The Role of Autonomy

A dimension that warrants greater emphasis is the role of autonomy. Games have the potential to offer neurodivergent players a liberating sense of control and exploration. Unlike real-world systems, games do not have to conform to neurotypical norms. Gameplay mechanics that embrace flexibility, repetition, or alternative forms of progression could create experiences that align more closely with neurodivergent ways of engaging with the world.

For example, instead of forcing players to adhere to linear narratives or multitasking challenges, games could allow for multiple pathways, reflective pauses, or nontraditional forms of achievement. This would not only enhance accessibility but also affirm the validity of diverse approaches to play.

Representation alone is insufficient; participation, autonomy, and diversity must underpin the design and study of games.

Conclusion: Toward a Layered Vision

This dissertation makes a valuable contribution by highlighting the potential of video games to engage with neurodiversity in meaningful ways.

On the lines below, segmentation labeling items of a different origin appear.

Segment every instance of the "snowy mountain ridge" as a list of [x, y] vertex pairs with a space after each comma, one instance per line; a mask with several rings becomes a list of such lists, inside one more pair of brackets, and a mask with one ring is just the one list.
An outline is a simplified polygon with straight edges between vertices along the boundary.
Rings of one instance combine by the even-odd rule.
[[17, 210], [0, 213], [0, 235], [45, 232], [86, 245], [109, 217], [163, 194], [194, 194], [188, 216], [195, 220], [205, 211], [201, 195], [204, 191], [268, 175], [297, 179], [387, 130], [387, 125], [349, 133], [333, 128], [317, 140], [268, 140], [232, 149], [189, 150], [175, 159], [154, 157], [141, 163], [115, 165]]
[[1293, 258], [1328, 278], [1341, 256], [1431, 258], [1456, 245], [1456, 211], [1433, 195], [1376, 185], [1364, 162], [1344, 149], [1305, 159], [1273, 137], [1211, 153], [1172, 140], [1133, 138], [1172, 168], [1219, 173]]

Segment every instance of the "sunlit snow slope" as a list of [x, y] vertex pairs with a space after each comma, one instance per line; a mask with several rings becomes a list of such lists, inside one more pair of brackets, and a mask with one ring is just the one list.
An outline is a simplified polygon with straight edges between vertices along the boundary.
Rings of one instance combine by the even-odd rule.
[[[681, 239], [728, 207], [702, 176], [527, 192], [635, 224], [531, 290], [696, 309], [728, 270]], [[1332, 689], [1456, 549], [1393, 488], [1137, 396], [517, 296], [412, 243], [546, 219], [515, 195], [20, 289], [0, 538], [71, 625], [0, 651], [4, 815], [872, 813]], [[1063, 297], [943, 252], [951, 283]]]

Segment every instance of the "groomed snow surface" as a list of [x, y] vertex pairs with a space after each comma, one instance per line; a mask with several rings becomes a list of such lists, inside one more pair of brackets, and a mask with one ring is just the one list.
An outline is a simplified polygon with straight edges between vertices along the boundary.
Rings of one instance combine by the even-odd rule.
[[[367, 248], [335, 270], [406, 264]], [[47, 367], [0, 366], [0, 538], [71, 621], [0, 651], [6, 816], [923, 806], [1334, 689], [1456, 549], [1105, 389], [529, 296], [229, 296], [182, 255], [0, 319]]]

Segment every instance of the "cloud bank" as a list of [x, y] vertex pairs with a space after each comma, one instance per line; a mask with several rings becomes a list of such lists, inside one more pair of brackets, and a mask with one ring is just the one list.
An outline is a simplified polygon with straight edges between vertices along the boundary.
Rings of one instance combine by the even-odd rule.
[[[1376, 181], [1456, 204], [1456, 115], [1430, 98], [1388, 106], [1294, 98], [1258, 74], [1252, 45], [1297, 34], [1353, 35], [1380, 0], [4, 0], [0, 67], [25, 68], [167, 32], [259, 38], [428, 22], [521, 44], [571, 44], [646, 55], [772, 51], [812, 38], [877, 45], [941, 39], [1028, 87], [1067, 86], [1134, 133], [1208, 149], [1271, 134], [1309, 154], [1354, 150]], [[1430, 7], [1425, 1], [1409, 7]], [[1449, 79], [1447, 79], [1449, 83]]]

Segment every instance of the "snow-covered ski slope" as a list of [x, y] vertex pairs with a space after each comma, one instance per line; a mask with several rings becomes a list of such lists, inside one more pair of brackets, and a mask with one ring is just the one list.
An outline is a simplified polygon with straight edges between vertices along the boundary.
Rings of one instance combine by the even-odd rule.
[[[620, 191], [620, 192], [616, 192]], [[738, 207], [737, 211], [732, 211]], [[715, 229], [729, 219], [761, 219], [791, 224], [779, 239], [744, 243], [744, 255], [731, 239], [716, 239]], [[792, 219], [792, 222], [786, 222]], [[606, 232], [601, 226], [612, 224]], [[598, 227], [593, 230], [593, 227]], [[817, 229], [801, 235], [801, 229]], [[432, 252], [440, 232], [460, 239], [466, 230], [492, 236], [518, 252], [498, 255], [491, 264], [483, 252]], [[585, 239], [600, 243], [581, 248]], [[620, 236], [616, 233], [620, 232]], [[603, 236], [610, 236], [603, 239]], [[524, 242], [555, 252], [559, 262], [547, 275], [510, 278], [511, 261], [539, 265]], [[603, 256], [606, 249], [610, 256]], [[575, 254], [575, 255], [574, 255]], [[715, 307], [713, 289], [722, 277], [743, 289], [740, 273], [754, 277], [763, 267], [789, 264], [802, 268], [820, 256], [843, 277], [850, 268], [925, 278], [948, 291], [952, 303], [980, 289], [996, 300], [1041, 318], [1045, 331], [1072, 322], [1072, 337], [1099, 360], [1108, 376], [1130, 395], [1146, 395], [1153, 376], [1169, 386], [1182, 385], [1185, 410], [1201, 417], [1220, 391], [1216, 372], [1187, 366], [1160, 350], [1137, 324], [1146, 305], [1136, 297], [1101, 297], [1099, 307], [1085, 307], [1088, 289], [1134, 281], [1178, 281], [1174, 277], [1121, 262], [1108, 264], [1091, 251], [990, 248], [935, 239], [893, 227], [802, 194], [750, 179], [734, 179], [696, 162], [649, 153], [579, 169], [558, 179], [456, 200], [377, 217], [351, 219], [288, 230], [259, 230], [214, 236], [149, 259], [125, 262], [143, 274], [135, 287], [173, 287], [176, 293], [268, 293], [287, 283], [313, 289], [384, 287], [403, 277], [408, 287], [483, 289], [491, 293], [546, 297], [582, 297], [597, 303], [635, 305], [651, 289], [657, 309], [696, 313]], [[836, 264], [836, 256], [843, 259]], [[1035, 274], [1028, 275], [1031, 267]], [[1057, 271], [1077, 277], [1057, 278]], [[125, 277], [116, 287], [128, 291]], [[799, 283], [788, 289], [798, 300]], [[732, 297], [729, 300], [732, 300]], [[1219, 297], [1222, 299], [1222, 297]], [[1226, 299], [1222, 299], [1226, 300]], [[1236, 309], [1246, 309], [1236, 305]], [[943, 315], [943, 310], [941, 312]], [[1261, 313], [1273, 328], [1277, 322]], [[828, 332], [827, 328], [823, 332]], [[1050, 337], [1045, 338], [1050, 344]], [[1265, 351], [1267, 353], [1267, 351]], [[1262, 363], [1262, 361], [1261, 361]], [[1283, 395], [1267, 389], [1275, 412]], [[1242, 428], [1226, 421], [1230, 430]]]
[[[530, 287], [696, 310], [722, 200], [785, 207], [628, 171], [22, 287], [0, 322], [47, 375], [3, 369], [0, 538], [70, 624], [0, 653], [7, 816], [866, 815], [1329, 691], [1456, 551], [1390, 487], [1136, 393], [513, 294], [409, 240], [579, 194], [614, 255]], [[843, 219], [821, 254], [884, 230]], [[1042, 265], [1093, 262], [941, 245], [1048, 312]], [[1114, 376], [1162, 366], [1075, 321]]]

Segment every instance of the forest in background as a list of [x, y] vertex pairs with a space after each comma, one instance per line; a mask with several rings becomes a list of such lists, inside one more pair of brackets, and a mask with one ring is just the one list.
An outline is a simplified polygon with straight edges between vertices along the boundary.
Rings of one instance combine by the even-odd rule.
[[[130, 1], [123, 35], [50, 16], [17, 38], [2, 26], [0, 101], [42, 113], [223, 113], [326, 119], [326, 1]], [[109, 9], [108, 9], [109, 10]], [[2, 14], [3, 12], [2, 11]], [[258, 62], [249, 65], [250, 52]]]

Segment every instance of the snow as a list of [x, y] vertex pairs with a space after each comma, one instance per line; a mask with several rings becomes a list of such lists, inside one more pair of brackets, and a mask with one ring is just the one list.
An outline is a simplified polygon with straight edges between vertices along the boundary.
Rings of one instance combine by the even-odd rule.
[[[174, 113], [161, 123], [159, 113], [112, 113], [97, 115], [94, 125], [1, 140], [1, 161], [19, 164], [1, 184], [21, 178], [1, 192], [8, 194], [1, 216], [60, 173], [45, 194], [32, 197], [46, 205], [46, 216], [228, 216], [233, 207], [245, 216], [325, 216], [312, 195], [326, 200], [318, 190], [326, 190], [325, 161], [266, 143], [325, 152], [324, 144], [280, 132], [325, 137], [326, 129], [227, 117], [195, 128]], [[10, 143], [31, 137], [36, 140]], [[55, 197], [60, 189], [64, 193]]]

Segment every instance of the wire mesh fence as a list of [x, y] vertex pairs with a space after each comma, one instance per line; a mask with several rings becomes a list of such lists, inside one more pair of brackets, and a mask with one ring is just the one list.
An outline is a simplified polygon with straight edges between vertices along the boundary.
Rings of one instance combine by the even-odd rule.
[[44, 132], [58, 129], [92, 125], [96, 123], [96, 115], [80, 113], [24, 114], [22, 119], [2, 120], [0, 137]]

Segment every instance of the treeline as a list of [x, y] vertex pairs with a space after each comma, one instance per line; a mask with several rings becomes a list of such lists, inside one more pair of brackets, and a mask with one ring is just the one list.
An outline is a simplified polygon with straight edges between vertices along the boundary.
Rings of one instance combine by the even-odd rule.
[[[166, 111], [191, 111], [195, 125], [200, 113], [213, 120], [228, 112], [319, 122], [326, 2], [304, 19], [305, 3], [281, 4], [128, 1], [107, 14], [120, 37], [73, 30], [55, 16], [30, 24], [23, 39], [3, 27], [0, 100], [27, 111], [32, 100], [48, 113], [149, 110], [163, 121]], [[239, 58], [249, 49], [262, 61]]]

Its analysis of empathy, representation, and normative structures raises critical questions about the ethical and cultural dimensions of game design. Yet it also leaves important risks unexamined, such as the tendency to oversimplify neurodivergent experiences or define them from an external perspective.

From an autistic point of view, the centrality of neurodivergent voices is paramount. Representation alone is insufficient; participation, autonomy, and diversity must underpin the design and study of games. Only then can games truly become inclusive spaces that challenge societal norms rather than reproduce them.

Let games not merely reflect the neurotypical gaze but instead become windows into the full spectrum of human experience. By embracing complexity, rejecting stereotypes, and centering neurodivergent agency, games can transcend their traditional boundaries and offer profound insights into the myriad ways we inhabit the world.